Antes de morir en 1946, Wells tuvo tiempo de vender los derechos de adaptación cinematográfica de La guerra de los mundos a la Paramount. Desde que el 30 octubre de 1938, Orson Welles, al frente de su Mercury Theatre, hiciera esa legendaria lectura dramatizada de La guerra de los mundos que, radiada desde los estudios de la CBS, provocó tal alarma social que en Nueva Jersey la gente se echó a la calle convencida de que, en efecto, atacaban los marcianos, el cine deseaba adaptar la única de las grandes novelas del inglés que le faltaba por llevar a la pantalla.

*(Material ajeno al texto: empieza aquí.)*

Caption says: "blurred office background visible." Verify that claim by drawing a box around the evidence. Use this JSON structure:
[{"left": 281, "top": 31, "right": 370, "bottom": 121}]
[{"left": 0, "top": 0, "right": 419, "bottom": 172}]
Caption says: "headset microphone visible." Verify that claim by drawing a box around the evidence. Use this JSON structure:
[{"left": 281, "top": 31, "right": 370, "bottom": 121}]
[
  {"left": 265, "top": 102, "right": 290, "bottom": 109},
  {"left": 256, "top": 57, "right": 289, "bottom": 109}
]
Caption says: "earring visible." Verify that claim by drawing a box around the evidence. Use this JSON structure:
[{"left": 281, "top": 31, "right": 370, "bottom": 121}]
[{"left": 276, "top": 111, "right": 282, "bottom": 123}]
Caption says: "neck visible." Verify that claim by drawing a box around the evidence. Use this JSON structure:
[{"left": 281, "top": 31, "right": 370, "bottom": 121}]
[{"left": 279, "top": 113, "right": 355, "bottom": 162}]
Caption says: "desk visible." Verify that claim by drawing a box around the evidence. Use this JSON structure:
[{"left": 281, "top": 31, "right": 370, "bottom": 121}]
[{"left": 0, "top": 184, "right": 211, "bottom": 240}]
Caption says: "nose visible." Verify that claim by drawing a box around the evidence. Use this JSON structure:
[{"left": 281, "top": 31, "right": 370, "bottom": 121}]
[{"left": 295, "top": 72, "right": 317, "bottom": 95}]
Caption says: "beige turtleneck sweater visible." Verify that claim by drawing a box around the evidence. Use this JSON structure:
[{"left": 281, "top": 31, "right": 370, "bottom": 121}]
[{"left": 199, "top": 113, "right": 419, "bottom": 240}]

Concebida desde el primer momento como una superproducción, Cecil B. de Mille, Alexander Korda, Sergei M. Eisenstein e incluso Alfred Hitchcock fueron algunos de los realizadores que se barajaron para el proyecto. Al final, el elegido fue Byron Haskin, pero la primera adaptación de La guerra de los mundos fue toda una superproducción para su tiempo. Ninguna otra película de ciencia ficción -género que en el Hollywood de la época se limitaba a producciones de serie B- con el holgado presupuesto del que dispuso el gran George Pal, productor de la cinta para ponerla en marcha. Esta infrecuente bonanza hizo que nada se les quedase en el tintero. La acción se trasladaba de Londres a Los Ángeles y ese rumor anticolonialista de la propuesta original de Wells se tornaba el miedo a la invasión comunista que abrumaba a los norteamericanos en los comienzos de la Guerra Fría.
Cuando hasta el ejército resulta ser inútil para luchar contra los trípodes, comienza la evacuación de la ciudad que, ya sin gente, tanto se parece a las nuestras en estos días. La tierra parece perdida para la humanidad cuando nuestros gérmenes, "las criaturas más pequeñas que Dios ha puesto sobre la tierra", resultan ser letales para los trípodes.
Actualmente, la versión de Haskin es mi favorita. Pero también fue la primera película con textura antigua que vi sin ser aún cinéfilo, con lo que en su primera proyección me dejó defraudado. Ya avanzando en mi cinefilia, mi opinión cambió radicalmente. De hecho, hoy me parece una prueba irrefutable de la que ciencia ficción es uno de los géneros más apegados a la realidad de su tiempo. ¿Cómo, si no, una misma novela puede servir de inspiración al anticomunismo de su primera versión y a la nueva solidaridad que inspira la serie de Overman? Sin olvidar lo estrechamente ligadas que están todas sus adaptaciones a los paisajes desolados de nuestros días.
[1]O el que lo hizo con mayor contundencia: el Klaatu (Michael Rennie) de Ultimátum a la Tierra (Robert Wise, 1951) también es pacifista y bueno.
Publicado el 30 de abril de 2020 a las 13:15.